Securing the logs: these security features can provide extremely detailed security auditing and logging (and control). With a bit of elbow grease you can capture any sort of malicious system activity you can imagine. Be sure to secure a copy of those logs; seperate, hardened log servers are good. One set up to burn logs to non-rewritable optical media (DVD-R, etc) is even better. Security features can be configured to only allow appending to certain files, etc, unless the system is in single-user mode (or a similar safe state). There are many different paths you can take, just make sure your logs are safe.

Securing the cloud: You do not own the cloud, you should not show the cloud your private data. Any data not meant for public download should be encrypted before being persisted in the cloud.

Securing the data: If possible (unless you are dealing with petabytes of data, in other words) you should also be backing your data up to hardened boxes. If the worst happens you want to be 100% sure that no one can tamper with your backups. Put another set of encrypted backups in the cloud, by all means–two or three copies even to be safe–but always keep one set on a hardened server. Backups to physical media should be encrypted, no exceptions.

Securing the network: I assume you already use an external firewall of some sort, whether it belongs to you or your provider. That’s great but I always also run the pf firewall locally on each server both to enforce security (for incoming traffic and for any ports opened by an unauthorized service) and to give me eyes into what is going on with the network on that box. This also lets me adapt the firewall on the fly–for example a script can watch the logs for excessive sshd login failures and then tell the firewall to block all traffic to and from from that IP address. PF also lets you route packets to and from local IP addresses so you can have any number of jails running on local IP addresses (,, etc) each providing a different service on a different port on the same public IP address. In this way every service on a given public IP is provided by a different VM and a compromise to one is not a compromise to any other. Meanwhile the remote logging for all jails is running on the jail host (you can see all jail activity and read/write their filesystems from the jail host), which need not have in-band (ssh) access at all, and you have captured all the nefarious activity to your hardened log servers. Now you can make informed decisions about how to respond to the incident rather than having to assume that a compromised user account means wipe everything and start over. Which IS the correct response if you have not properly locked down your infrastructure.

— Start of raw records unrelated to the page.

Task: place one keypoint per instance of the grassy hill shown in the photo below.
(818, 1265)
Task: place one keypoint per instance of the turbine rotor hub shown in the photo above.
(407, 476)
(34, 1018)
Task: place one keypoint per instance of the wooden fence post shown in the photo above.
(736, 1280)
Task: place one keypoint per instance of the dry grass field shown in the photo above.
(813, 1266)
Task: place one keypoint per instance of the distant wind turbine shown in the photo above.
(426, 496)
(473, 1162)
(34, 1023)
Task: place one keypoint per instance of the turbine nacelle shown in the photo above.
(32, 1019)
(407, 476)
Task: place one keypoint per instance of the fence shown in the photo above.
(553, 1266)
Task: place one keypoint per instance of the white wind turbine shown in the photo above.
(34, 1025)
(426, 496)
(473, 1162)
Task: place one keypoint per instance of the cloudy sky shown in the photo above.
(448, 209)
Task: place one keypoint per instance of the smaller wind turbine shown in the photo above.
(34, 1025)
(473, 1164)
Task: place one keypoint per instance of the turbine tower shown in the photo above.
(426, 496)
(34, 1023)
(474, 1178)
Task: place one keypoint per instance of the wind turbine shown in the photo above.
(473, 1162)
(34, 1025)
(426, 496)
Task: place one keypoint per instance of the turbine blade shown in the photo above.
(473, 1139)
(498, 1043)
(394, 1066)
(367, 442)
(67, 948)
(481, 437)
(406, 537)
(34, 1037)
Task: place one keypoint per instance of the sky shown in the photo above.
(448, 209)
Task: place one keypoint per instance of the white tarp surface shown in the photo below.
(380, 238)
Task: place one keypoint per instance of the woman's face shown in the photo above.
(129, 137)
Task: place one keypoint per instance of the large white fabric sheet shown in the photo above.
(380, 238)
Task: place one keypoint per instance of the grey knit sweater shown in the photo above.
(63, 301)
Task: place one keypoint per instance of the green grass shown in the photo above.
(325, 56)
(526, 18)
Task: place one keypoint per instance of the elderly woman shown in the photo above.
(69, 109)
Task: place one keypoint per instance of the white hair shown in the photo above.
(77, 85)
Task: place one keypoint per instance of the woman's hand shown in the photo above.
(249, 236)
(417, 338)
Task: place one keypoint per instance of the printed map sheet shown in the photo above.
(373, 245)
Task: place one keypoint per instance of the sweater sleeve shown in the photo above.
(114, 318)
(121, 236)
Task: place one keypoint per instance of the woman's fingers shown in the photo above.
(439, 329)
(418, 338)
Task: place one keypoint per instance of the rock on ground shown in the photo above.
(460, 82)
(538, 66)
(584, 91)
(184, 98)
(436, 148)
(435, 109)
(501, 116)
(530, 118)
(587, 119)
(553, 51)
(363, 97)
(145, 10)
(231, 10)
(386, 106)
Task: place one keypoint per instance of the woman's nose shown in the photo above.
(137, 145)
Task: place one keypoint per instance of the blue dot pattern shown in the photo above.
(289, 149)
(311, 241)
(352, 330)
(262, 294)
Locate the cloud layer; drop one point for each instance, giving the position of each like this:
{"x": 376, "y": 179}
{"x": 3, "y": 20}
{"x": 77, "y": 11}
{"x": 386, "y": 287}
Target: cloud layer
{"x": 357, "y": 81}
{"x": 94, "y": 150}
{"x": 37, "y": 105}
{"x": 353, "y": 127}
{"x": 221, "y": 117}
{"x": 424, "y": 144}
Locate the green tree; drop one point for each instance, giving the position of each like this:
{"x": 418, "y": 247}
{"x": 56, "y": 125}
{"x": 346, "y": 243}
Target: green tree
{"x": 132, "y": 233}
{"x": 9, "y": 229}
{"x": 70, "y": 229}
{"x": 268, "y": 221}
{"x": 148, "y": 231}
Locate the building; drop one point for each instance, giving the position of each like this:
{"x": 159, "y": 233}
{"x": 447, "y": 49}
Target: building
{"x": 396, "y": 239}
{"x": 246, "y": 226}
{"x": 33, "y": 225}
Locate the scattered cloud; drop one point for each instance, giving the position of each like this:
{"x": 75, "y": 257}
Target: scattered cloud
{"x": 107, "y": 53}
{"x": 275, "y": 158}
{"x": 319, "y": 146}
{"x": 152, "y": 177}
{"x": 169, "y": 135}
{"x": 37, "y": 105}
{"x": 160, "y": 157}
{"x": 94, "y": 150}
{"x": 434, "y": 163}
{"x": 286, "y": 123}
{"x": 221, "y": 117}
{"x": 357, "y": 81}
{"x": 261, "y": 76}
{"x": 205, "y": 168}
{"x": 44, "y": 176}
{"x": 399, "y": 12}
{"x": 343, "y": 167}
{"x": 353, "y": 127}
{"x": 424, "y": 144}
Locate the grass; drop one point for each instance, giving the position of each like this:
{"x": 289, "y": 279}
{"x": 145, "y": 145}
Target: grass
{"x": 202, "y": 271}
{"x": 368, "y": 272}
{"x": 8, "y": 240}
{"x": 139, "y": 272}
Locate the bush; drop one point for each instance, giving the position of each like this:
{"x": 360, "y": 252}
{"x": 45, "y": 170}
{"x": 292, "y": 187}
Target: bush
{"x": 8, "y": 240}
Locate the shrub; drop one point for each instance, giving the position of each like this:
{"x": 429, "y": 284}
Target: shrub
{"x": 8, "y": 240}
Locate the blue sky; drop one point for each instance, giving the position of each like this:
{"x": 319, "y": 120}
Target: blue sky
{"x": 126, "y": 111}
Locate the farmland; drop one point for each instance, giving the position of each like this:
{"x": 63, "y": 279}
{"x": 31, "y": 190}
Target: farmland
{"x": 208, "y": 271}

You can never be entirely crackproof while connected to a network, but you can harden key bits of your infrastructure (the more layers of protection you have the more you frustrate any would-be attacker) and be prepared to quickly rebuild the rest from scratch if necessary–Chef, Puppet, PaaS from which you can spin up instances at will, whatever works best for your environment. Naturally not all of these safeguards will be available to use depending on your OS, hosting provider and other variables. This is not meant as a how-to but rather as an introduction to some tools that I use when securing my servers. With a bit of research and effort you can no doubt find similar tools for your platforms of choice.